Direction musicale, Clelia Cafiero. Mezzo-soprano, Héloïse Mas
Orchestre Philharmonique de Marseille
Georges Bizet, Carmen – Ouverture et Habanera. Louise Farrenc, Ouverture n° 1 en mi mineur, op. 23 ; Ouverture en mi bémol majeur, op.24. Gaetano Donizetti, La Favorita – Air de Leonora (Acte III). Mel Bonis, Femmes de légende – Cléopâtre – Ophélie – Salomé. Charles Gounod, Sapho – Air de Sapho (Acte III). Lili Boulanger, D’un matin de printemps. Georges Bizet, Carmen – Air de Carmen (Acte II). Geronimo Gimenez, La Tempranica – La Tarantula
Les compositrices, femmes « si souvent oubliées dans les livres de musique » comme l’indique la cheffe Clelia Cafiero dans sa courte allocution préalable, sont à l’honneur de ce concert du 8 mars, Journée internationale des droits des femmes.
Avec ses deux longues et belles Ouvertures, Louise Farrenc (1804-1875) prend une place de choix au sein du programme. La première en mi mineur est une magnifique composition, qu’on pourrait attribuer dans une écoute à l’aveugle à un Luigi Cherubini (on pense en premier lieu à son ouverture de Médée), compositeur autrement reconnu dans l’Histoire de la musique. Les passages alternent entre majesté et vivacité, les cordes faisant preuve de vélocité, les bois d’expressivité pour développer leurs jolies mélodies, tout cela sur une assise bien maîtrisée de cuivres. Clelia Cafiero impulse une belle énergie à un Orchestre philharmonique de Marseille en très belle forme. La seconde ouverture en mi bémol majeur montre un relief encore plus dramatique, les premières mesures pouvant évoquer un Beethoven ou un Mendelssohn avec de brillantes sections de cuivres.
Redécouverte un peu plus récemment, Mel Bonis (1858-1937) est interprétée ce soir avec son cycle de Femmes de légende.
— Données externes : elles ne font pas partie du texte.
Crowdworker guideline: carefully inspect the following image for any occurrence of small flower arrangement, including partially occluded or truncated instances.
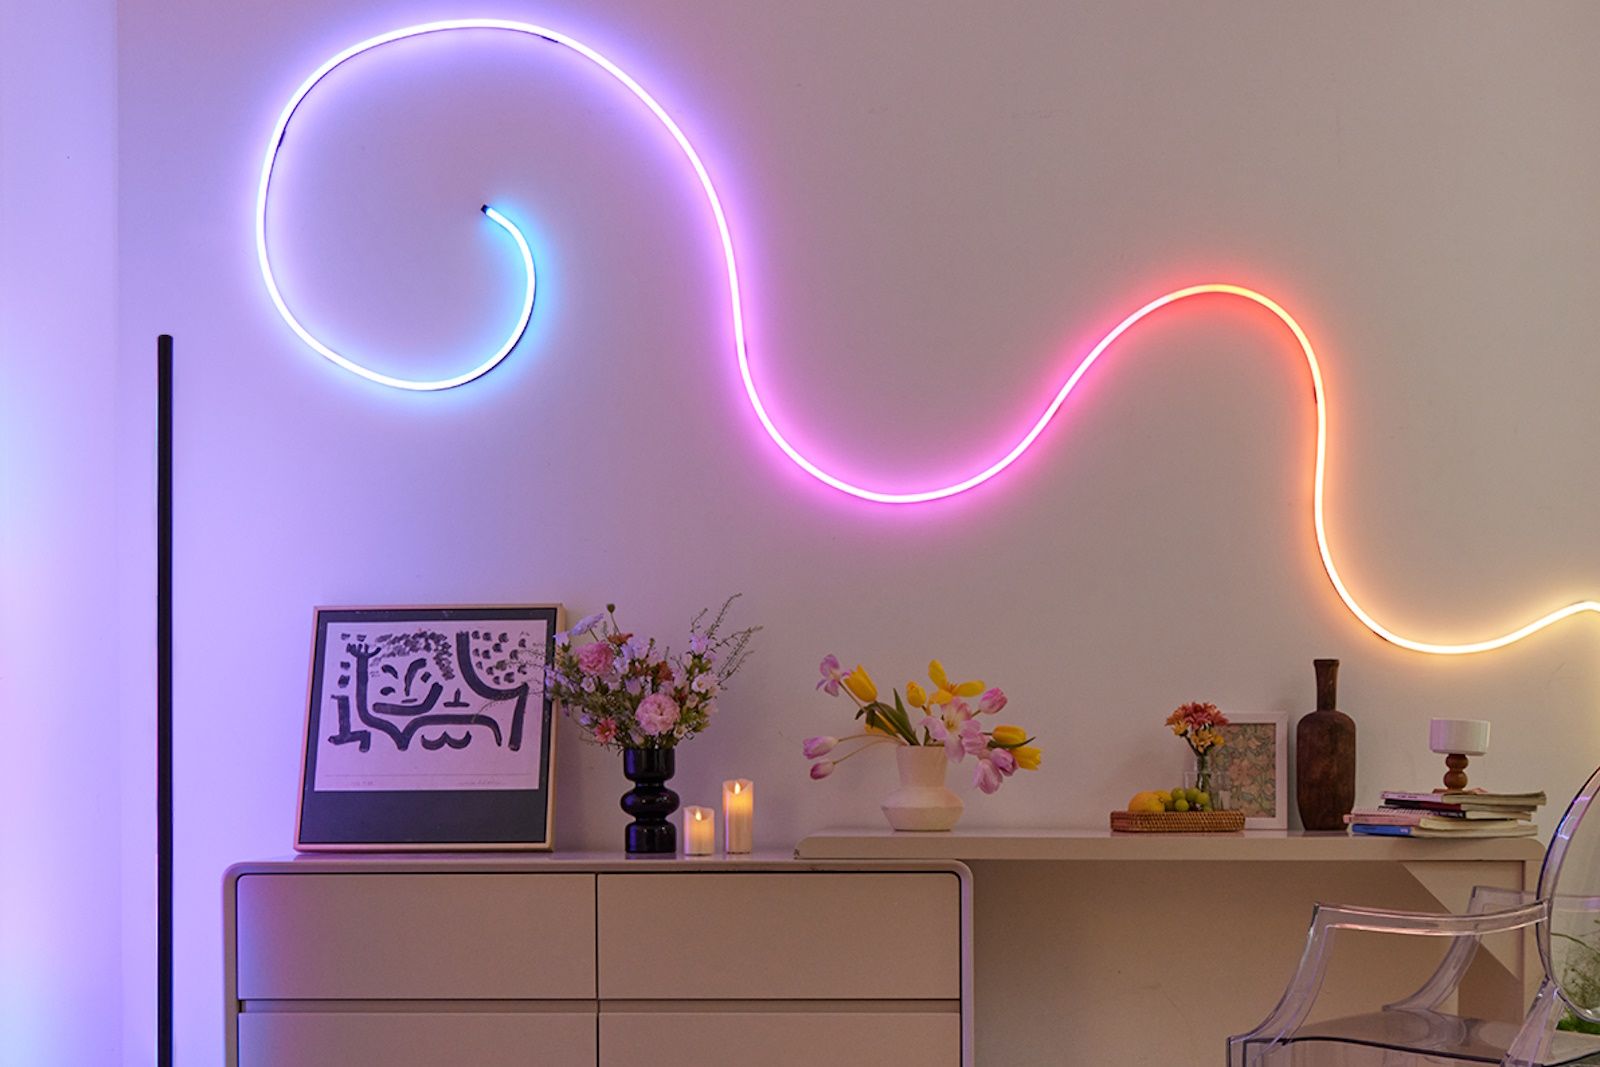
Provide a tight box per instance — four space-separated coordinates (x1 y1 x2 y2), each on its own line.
1167 701 1229 757
544 596 760 751
804 656 1041 794
1167 700 1229 793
Parmi ses compositions de neuf grandes figures (aux côtés de Vivienne, Phoebe, Omphale, Mélisande, Echo et Desdémone), seules trois pièces ont été orchestrées. Dès les premières notes du Songe de Cléopâtre, le mystère s’installe comme dans une partition de Debussy, évoqué par la harpe et les lignes entremêlées des bois, avant que ne s’expriment des accents bien plus orientaux. L’ambiance est aussi à l’exotisme dans Ophélie qui suit, teintée de sombres et tristes échos. Dans Salomé enfin, on croirait entendre d’abord la Danse des sept voiles, évoquée par des rythmes très marqués, avant le retour à une atmosphère davantage debussyste, qui pourrait s’apparenter au Prélude à l’Après-midi d’un faune.
Troisième compositrice au programme, Lili Boulanger (1893-1918), premier Prix de Rome féminin, sœur de Nadia et malheureusement disparue trop jeune à l’âge de 24 ans, développe un très riche tissu orchestral aux couleurs impressionnistes qui évoquent idéalement le titre de sa partition D’un matin de printemps – joli titre, utilisé aussi l’an dernier par le Ballet de l’Opéra Grand Avignon. L’espièglerie n’en est pas absente, présentant de difficiles cassures de rythmes, très bien maîtrisées par la phalange marseillaise.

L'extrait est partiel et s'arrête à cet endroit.